The suitable raw materials included fermented or pickled foods, organic mammalian milk/butter/fat, tropical saturated fat and olive oil, he said.

“The festivals and foods of ancient social groups, like the people who lived in Africa, the Middle East, Indo-China, Europe and the ancient Americas, who survived for many millennia, are sufficient proof of the importance of organic mammalian milk/butter/fat, tropical saturated fat and olive oil in the diet,” he said.

Research studies

Dr Kyiamah quoted Dr Patricia C. Kane’s wide-ranging review of research studies which he said raised concern over the high levels of derivatives of Omega-3 and Omega-6 fatty acids in autism spectrum disorder.

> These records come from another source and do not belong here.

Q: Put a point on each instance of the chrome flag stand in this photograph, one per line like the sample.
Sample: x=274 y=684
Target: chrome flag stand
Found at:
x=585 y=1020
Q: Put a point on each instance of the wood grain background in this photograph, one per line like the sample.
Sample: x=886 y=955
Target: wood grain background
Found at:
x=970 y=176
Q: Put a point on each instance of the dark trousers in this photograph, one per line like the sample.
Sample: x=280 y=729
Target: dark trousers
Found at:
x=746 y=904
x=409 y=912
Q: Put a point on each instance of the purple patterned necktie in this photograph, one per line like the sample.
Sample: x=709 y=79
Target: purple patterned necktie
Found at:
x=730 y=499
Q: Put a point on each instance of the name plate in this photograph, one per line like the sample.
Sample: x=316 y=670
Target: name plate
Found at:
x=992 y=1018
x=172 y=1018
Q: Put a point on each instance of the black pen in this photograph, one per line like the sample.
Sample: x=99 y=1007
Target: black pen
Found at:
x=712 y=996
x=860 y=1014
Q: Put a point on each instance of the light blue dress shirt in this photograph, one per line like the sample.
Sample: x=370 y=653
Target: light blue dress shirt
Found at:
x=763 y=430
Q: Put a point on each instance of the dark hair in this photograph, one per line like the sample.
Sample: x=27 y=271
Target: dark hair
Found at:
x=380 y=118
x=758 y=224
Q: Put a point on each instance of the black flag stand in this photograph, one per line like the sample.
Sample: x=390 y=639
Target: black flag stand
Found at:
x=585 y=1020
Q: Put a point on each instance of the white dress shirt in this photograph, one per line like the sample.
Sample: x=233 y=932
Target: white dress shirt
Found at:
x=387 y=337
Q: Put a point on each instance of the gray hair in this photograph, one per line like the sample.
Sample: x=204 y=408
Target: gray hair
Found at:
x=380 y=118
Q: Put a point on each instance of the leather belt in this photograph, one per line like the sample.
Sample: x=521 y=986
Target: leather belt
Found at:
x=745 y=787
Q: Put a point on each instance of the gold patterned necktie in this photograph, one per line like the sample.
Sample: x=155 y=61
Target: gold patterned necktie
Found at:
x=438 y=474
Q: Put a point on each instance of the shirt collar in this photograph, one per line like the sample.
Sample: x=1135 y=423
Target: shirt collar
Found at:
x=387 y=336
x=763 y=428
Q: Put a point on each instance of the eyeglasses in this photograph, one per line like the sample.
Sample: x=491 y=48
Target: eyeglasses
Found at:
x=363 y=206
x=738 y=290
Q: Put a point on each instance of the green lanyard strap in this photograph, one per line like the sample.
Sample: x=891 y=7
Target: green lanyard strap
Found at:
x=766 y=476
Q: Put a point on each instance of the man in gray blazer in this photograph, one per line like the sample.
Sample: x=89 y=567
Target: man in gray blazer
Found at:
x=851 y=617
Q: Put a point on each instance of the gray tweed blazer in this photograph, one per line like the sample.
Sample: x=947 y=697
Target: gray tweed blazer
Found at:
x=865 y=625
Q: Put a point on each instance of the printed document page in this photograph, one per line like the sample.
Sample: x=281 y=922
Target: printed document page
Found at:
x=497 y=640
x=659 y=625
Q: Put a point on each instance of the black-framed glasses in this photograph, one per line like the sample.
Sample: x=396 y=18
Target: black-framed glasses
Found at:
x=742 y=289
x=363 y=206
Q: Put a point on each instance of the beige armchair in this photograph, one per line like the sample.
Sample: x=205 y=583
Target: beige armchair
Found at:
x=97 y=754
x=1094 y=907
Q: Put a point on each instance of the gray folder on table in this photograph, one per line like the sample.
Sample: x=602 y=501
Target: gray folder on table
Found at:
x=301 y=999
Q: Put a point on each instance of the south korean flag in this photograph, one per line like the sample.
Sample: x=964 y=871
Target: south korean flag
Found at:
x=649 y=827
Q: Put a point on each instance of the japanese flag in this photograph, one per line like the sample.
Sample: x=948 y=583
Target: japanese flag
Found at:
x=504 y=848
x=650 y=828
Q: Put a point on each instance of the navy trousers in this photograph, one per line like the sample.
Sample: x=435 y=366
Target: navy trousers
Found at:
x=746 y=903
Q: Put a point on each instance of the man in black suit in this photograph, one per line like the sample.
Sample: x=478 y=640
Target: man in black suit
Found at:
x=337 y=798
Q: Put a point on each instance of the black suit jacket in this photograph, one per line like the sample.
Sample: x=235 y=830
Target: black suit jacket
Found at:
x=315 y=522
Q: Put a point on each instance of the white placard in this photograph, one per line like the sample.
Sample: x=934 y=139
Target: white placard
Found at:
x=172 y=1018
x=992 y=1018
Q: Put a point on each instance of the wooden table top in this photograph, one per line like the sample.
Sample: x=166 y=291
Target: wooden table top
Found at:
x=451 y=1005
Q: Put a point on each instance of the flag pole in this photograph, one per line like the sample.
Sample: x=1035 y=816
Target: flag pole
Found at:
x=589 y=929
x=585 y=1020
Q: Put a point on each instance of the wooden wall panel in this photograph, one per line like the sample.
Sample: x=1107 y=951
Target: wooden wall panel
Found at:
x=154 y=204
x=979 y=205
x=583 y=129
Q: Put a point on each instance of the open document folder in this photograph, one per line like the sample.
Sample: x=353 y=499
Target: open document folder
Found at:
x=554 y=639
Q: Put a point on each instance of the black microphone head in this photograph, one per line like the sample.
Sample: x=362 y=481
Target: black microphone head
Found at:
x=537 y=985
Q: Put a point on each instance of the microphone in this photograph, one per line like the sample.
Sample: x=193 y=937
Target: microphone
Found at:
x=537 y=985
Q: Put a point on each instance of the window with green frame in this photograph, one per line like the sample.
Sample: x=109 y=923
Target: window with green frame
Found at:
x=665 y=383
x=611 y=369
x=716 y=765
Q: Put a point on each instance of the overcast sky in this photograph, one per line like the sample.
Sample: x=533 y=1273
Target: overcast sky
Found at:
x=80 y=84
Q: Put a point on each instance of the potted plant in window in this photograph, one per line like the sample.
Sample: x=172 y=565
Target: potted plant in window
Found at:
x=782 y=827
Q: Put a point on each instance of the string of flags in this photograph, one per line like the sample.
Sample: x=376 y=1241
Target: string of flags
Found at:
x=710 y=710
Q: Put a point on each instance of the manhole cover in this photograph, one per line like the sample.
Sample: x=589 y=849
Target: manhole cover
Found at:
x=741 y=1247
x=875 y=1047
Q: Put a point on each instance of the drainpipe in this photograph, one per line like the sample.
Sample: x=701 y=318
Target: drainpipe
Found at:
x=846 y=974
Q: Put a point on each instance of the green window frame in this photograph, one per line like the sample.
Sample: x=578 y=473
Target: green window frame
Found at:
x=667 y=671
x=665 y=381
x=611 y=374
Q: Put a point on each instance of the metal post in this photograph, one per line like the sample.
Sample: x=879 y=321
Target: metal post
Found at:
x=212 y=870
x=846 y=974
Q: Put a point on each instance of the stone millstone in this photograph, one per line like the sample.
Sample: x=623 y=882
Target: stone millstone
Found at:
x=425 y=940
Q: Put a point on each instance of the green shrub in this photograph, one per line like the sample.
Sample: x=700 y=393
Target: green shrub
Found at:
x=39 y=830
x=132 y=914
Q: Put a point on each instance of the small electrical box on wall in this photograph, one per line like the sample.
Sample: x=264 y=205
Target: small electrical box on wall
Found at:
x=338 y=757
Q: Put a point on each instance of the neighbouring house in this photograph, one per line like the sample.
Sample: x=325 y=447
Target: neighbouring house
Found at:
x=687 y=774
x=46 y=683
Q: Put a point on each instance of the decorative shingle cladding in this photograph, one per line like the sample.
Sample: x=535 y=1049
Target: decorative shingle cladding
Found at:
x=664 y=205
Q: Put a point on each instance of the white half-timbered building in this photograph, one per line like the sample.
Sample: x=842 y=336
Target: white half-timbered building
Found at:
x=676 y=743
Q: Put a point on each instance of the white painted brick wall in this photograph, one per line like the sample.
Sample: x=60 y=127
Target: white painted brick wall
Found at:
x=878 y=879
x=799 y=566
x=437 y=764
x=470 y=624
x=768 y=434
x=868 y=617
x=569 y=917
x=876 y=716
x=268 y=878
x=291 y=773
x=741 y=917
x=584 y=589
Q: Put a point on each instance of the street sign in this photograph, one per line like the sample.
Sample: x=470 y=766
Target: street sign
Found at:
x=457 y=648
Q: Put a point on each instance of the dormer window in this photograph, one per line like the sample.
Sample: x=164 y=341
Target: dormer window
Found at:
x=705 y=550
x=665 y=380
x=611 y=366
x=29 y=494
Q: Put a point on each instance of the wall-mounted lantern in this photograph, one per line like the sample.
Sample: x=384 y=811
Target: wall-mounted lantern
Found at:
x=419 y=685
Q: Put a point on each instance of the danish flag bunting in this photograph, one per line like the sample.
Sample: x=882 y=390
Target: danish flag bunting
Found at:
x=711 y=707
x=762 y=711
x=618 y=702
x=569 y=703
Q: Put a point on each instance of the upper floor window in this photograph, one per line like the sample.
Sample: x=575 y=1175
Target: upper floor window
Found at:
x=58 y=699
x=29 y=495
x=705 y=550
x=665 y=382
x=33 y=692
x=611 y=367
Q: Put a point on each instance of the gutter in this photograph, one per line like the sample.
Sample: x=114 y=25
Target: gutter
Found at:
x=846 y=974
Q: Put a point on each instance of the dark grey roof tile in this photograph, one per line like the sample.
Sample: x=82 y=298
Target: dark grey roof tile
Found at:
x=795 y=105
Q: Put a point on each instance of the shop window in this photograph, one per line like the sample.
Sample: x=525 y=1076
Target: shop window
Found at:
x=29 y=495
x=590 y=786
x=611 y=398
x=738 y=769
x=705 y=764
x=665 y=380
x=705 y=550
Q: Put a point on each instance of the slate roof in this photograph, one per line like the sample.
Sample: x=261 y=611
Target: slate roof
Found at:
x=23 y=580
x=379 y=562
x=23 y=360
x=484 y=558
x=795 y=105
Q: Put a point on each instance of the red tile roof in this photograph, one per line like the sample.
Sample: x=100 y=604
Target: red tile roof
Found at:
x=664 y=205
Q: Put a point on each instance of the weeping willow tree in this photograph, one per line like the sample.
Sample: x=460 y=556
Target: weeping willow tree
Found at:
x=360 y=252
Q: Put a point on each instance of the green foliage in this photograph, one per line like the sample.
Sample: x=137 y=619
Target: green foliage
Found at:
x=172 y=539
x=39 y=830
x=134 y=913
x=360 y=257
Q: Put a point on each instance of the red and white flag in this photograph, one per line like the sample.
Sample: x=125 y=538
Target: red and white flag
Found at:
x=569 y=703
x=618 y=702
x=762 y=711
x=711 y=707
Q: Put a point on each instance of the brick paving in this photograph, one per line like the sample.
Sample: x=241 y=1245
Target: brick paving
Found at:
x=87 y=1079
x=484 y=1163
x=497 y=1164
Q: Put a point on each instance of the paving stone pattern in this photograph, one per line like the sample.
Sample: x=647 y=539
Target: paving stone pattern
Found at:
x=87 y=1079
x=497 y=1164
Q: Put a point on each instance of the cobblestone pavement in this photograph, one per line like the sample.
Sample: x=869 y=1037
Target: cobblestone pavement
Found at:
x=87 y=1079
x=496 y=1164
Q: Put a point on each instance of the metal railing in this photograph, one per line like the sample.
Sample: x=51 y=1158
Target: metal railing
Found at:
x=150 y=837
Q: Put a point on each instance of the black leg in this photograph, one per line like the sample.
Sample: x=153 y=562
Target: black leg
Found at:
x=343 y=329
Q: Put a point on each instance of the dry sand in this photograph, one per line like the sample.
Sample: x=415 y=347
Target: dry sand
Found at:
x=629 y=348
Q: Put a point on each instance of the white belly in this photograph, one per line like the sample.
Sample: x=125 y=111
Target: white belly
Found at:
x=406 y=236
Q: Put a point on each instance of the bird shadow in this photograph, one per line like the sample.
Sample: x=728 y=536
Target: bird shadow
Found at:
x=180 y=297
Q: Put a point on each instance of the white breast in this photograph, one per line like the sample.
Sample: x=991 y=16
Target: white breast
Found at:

Dr Kane suggested the need for medicine to acknowledge the crucial oil requirements of the brain in order to address neurological degeneration.

Researchers in Canada, Dr Kyiamah said, had also stated that pronounced high levels of derivatives of Omega-3 and Omega-6 fatty acids damaged the mitochondria and disrupted fat metabolism, thereby causing autism.

“In the same way, Dr Susan M. Fischer, in an extensive review of ‘Prostaglandins and Cancer’, concluded that high levels of derivatives of Omega-3 and Omega-6 fatty acids were involved in the pathogenesis and progression of cancer, DNA damage and cell mutations,” he said.

Additionally, he said a study on the composition of human atheromatous plaques carried out at the Department of Biochemistry & Chemistry, Pomeranian Medical University, Szczecin, Poland, and published in the European Journal of Nutrition in October 2004, stated that every plaque and adipose tissue sample examined contained Omega-3 fatty acids, which implied that obesity and high blood pressure were directly related to Omega-3 fatty acids.

Atheroma or atherosclerotic plaque was made up of low-level density lipoprotein (LDL), the bad cholesterol which consisted of proteins and poly-unsaturated Omega-3 fatty acids, Dr Kyiamah explained.